Rattigan is also convinced that his proposals to reduce the number of police divisions across the island and to cut the number of persons who make up the Police High Command would be important steps in the fight against crime.
"The part about not being selected, I'm fine with that. But when people say to me, 'boy, dah bredda yah a foreigna, him nuh undastan the culture,' that now, dat a something different," said the 30-year law-enforcement executive and former intelligence officer, with special interest in cybercrimes and online business fraud.
"Culturally, what are you going to tell me is going on in Jamaica, that I don't understand, crime?" Rattigan told The Sunday Gleaner during a recent interview.
"You not telling me anything about crime. me grow up with criminals. Is just by the grace of God and parents and guidance why I didn't pick up a gun and shoot people," added Rattigan, with all the traces of a Jamaican accent despite living in the United States for more than three decades.
"That is the only thing that really gets me upset: when people say that this man yah is a foreigna.
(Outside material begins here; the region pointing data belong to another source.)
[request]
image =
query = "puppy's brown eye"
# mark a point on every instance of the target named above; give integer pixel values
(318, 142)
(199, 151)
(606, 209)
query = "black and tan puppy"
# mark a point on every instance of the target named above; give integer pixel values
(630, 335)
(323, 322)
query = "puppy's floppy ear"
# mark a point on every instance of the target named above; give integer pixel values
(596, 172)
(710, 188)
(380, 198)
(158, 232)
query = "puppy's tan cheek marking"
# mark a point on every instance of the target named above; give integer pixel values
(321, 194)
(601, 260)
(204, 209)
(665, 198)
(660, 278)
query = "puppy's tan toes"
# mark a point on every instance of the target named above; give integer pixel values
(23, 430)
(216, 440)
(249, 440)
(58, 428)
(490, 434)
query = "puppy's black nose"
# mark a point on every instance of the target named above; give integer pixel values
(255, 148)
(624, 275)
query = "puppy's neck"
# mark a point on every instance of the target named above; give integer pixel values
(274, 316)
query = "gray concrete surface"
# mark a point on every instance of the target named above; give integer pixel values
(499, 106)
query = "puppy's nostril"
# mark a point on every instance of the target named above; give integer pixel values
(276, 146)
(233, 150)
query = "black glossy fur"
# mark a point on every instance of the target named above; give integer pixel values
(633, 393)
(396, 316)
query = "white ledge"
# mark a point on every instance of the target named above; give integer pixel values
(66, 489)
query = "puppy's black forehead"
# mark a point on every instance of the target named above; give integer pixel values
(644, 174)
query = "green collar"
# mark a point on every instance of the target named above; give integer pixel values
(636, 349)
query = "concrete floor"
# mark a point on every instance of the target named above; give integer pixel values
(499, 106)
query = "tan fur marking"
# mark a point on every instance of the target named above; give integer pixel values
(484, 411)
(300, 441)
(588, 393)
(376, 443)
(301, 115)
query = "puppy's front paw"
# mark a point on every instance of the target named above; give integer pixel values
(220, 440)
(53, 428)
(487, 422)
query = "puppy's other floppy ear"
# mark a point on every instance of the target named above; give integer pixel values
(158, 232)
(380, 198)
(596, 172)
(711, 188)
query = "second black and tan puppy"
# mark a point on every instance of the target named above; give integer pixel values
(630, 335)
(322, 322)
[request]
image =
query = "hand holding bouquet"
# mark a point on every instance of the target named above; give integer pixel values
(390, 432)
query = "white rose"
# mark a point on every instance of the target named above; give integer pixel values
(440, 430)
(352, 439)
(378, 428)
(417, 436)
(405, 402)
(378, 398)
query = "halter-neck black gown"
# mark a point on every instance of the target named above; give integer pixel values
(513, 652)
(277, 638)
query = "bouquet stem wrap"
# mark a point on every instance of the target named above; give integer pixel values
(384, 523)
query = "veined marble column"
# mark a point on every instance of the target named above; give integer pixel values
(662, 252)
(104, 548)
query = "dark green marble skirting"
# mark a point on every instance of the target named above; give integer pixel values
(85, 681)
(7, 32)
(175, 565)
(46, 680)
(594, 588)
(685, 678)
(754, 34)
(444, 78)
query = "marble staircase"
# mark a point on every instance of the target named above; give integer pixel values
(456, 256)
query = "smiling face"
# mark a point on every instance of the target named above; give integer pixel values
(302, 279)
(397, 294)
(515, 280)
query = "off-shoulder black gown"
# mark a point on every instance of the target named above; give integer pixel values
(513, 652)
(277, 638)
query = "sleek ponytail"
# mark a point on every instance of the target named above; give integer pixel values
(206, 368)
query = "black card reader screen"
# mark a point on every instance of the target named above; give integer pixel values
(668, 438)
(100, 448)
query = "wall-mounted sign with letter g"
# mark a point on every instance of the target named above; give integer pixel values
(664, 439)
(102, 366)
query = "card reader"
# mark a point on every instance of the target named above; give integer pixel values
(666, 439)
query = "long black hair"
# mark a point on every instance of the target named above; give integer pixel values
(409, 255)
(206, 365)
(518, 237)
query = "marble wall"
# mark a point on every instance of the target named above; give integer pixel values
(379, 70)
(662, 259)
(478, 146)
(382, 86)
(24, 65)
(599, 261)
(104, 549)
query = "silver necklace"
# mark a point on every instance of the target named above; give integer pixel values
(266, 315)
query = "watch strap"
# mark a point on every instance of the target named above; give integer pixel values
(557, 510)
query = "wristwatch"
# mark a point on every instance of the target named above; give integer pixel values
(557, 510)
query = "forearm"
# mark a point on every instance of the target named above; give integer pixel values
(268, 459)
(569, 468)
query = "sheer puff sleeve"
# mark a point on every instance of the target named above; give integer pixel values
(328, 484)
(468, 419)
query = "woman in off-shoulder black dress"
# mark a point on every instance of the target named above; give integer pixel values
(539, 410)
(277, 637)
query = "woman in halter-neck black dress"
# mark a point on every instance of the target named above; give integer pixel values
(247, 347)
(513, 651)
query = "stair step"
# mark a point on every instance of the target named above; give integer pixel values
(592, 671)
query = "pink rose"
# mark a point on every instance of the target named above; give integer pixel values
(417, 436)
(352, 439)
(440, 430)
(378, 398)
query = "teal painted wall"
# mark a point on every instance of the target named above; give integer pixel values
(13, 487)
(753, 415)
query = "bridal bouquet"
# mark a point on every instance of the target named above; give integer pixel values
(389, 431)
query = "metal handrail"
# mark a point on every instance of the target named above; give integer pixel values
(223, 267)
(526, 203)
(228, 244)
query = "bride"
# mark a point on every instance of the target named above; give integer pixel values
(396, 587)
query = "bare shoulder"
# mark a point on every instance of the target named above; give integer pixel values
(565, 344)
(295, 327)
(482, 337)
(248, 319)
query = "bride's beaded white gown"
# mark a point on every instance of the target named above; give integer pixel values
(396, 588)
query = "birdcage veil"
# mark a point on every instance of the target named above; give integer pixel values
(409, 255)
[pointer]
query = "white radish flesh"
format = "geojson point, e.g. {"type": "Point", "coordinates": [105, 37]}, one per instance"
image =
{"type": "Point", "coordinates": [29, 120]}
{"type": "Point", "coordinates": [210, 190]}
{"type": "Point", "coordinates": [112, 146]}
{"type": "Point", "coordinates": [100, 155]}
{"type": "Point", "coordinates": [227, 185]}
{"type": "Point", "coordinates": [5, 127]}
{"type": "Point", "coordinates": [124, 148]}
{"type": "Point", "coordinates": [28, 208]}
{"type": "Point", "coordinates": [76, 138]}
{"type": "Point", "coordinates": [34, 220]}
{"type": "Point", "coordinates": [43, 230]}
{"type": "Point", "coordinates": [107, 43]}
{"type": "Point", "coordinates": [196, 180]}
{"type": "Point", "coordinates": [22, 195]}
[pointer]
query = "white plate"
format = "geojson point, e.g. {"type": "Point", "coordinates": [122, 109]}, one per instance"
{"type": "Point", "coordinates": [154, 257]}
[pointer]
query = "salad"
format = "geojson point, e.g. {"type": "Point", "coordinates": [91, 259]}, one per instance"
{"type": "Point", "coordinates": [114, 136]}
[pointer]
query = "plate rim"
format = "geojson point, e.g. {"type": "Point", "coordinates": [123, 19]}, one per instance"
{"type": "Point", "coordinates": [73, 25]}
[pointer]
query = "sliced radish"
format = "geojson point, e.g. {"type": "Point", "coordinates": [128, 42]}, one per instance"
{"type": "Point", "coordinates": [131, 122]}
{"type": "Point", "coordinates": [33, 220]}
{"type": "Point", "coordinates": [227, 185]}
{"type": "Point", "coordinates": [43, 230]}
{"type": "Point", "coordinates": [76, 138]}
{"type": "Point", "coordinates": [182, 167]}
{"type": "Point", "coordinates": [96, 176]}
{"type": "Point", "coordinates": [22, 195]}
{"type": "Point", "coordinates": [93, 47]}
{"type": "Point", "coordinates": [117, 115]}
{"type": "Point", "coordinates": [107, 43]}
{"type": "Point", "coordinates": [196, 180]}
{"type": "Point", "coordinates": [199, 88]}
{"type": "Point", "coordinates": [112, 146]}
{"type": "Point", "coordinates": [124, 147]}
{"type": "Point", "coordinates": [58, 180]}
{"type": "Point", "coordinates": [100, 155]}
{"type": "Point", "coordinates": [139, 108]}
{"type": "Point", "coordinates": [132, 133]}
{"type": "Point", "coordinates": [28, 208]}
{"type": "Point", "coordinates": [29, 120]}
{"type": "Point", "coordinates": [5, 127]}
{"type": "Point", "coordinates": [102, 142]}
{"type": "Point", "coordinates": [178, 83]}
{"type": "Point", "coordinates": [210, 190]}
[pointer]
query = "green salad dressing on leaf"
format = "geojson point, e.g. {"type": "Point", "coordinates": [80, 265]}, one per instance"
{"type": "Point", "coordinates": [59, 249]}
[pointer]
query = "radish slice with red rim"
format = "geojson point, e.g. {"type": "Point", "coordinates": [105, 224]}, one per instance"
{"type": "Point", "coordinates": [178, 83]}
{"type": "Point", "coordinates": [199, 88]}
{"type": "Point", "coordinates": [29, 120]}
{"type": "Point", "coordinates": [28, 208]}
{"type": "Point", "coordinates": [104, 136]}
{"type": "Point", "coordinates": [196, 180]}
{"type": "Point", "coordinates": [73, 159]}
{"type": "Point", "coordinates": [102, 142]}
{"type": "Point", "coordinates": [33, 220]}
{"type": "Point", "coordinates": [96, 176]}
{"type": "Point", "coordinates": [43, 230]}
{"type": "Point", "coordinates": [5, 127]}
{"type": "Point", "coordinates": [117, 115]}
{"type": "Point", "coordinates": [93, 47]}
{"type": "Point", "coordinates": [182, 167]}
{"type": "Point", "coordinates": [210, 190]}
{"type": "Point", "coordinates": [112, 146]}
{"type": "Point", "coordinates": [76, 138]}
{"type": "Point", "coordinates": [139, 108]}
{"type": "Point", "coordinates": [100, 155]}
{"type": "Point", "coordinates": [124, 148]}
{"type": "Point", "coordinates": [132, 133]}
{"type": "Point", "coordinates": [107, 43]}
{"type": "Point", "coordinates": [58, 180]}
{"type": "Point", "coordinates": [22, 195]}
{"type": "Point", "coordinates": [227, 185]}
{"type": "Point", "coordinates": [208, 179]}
My navel string cut and grow yah so," argued the former student of Meadowbrook High School, who spent his teenage years along Maxfield Avenue and Waterhouse in the Corporate Area before migrating to New York at age 17.
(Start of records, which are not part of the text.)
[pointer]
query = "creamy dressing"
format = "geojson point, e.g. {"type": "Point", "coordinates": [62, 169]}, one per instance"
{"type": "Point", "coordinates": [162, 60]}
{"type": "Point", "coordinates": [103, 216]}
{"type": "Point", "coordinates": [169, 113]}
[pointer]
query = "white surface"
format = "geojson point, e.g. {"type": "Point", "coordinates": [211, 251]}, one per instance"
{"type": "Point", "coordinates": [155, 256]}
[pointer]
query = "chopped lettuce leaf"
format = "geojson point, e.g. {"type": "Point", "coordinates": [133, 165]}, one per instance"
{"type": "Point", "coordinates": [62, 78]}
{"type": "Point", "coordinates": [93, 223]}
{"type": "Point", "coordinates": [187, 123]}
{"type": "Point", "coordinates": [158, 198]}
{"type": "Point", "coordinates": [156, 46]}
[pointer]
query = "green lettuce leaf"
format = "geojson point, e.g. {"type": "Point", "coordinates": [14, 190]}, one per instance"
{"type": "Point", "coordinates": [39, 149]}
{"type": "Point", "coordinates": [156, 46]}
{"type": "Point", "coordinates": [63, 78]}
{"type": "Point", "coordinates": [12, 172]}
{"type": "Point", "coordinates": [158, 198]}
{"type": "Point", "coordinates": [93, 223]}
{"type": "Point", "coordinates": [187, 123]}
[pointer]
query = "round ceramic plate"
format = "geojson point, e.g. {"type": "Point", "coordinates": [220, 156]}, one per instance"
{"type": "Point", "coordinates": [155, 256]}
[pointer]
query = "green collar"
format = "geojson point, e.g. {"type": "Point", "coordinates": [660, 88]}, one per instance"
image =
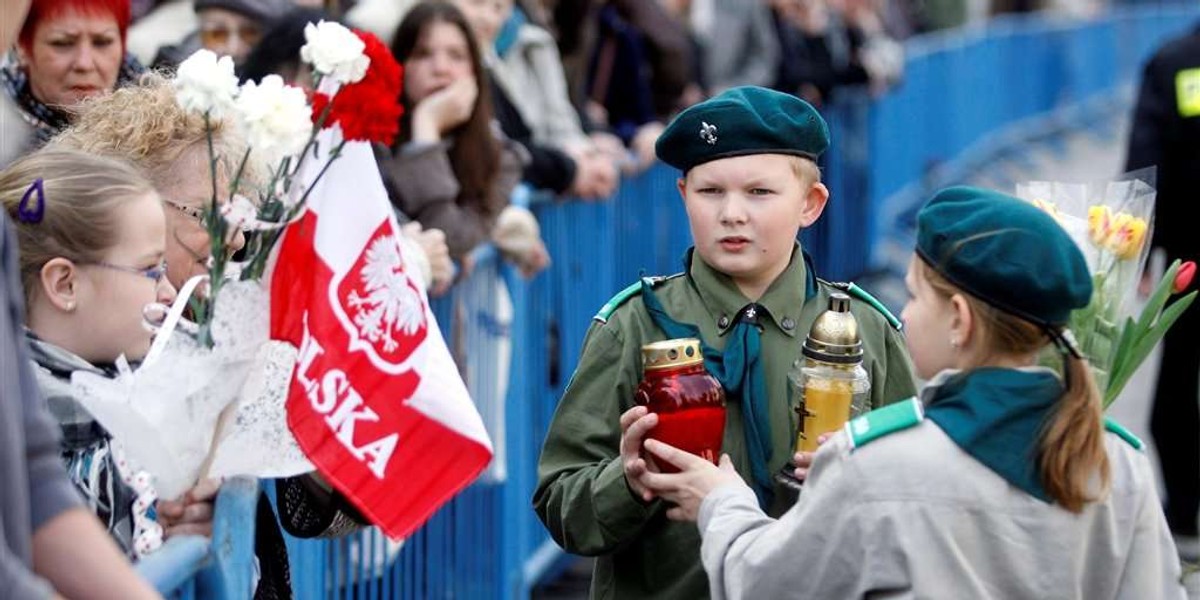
{"type": "Point", "coordinates": [784, 299]}
{"type": "Point", "coordinates": [996, 415]}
Organised crime experience
Rattigan, a graduate of the John Jay College of Criminal Justice, who has experience in transnational organised crime and counter-terrorism in South Africa, Asia, and the Middle East, was invited to address graduates at the University of Technology last week.
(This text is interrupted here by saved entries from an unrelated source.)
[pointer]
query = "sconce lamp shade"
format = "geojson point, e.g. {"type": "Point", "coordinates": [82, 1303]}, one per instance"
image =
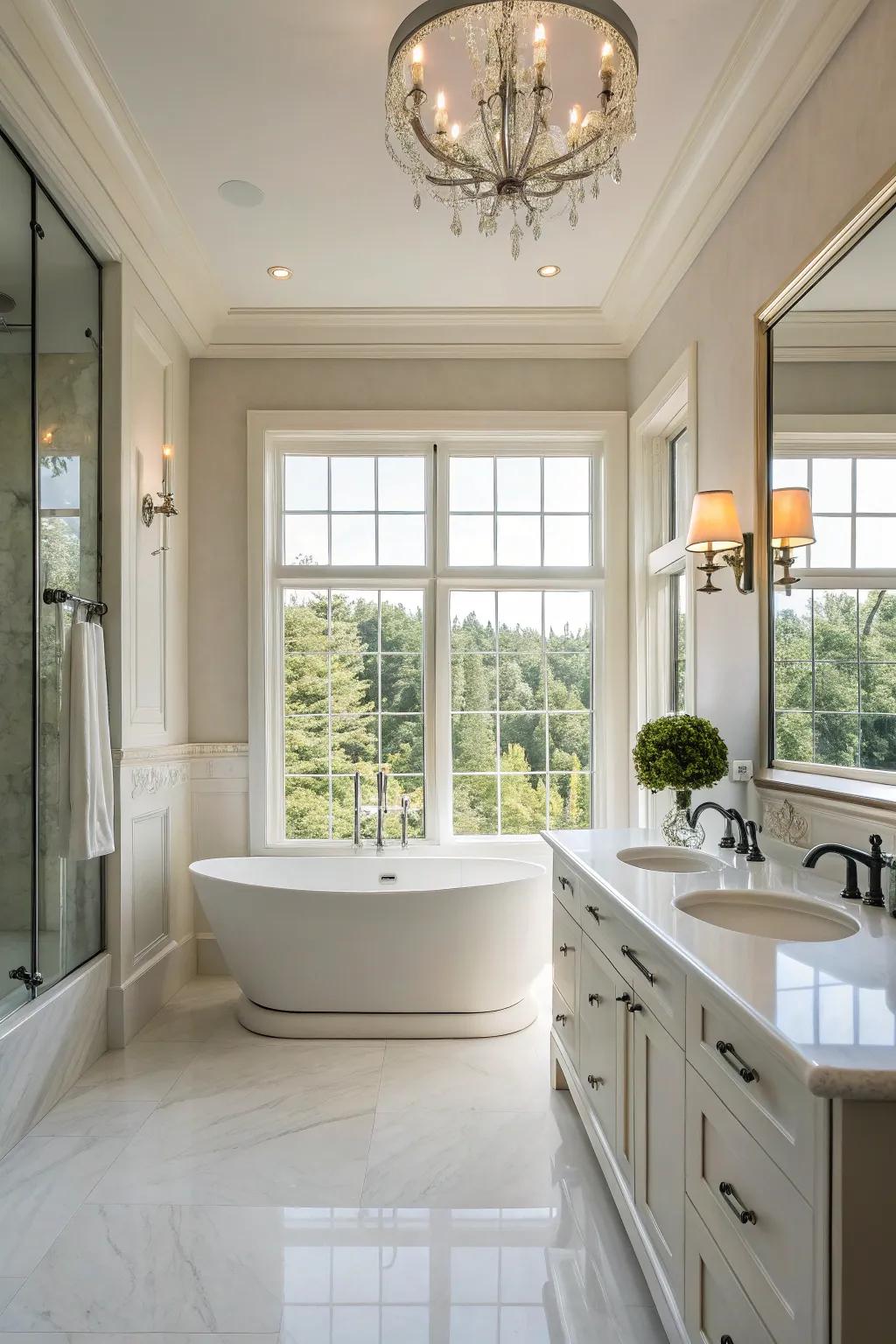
{"type": "Point", "coordinates": [792, 521]}
{"type": "Point", "coordinates": [713, 523]}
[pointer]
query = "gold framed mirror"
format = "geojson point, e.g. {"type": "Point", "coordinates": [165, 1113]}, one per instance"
{"type": "Point", "coordinates": [826, 503]}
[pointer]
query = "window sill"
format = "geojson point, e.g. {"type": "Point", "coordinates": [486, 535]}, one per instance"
{"type": "Point", "coordinates": [858, 794]}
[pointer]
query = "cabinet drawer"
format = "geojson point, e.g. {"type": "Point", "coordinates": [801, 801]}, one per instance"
{"type": "Point", "coordinates": [760, 1221]}
{"type": "Point", "coordinates": [567, 940]}
{"type": "Point", "coordinates": [653, 975]}
{"type": "Point", "coordinates": [564, 1023]}
{"type": "Point", "coordinates": [755, 1085]}
{"type": "Point", "coordinates": [598, 1037]}
{"type": "Point", "coordinates": [566, 887]}
{"type": "Point", "coordinates": [717, 1306]}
He applied for the job as Jamaica's top cop in 2014 but was turned down in favour of Dr Carl Williams, who quit the post in December last year. This year, he was again turned down in favour of now police commissioner George Quallo. Both times, he was not invited to an interview.
Rattigan lives in Maryland with his wife of nine years and his children. he admitted that moving to Jamaica to serve as police commissioner would have been a lonely decision as his family had decided that they would not come.
"They told me, 'if you go, we support you and we love you, but we are not coming. So you are on your own'," said Rattigan with a chuckle.
"But when you get to a stage in life, there are certain things that you are willing to make the sacrifice for. You have to find something that you are passionate about, and I'm passionate about Jamaica," added Rattigan.
He told our news team that he was still willing to offer his services to the Jamaica Constabulary Force in any capacity.
"I would do it for free. I'm all right. I still get my monthly stipend, so I'm not coming here to do this for the money," said Rattigan, who has suggested that the 19 police divisions across the island be reduced to three, one for each county.
He argues that this would improve accountability and allow for a more timely response by police patrols.
Rattigan has also proposed that more resources be allocated to the police for intelligence work but argues that that should only be done after the force has been restructured.
"There are also too many people in the Police High Command. We have to get rid of that. That is the 1870s model," said Rattigan.
"You have to get the police to be more proactive, and that has to be done by restructuring the whole organisation," added the former FBI man.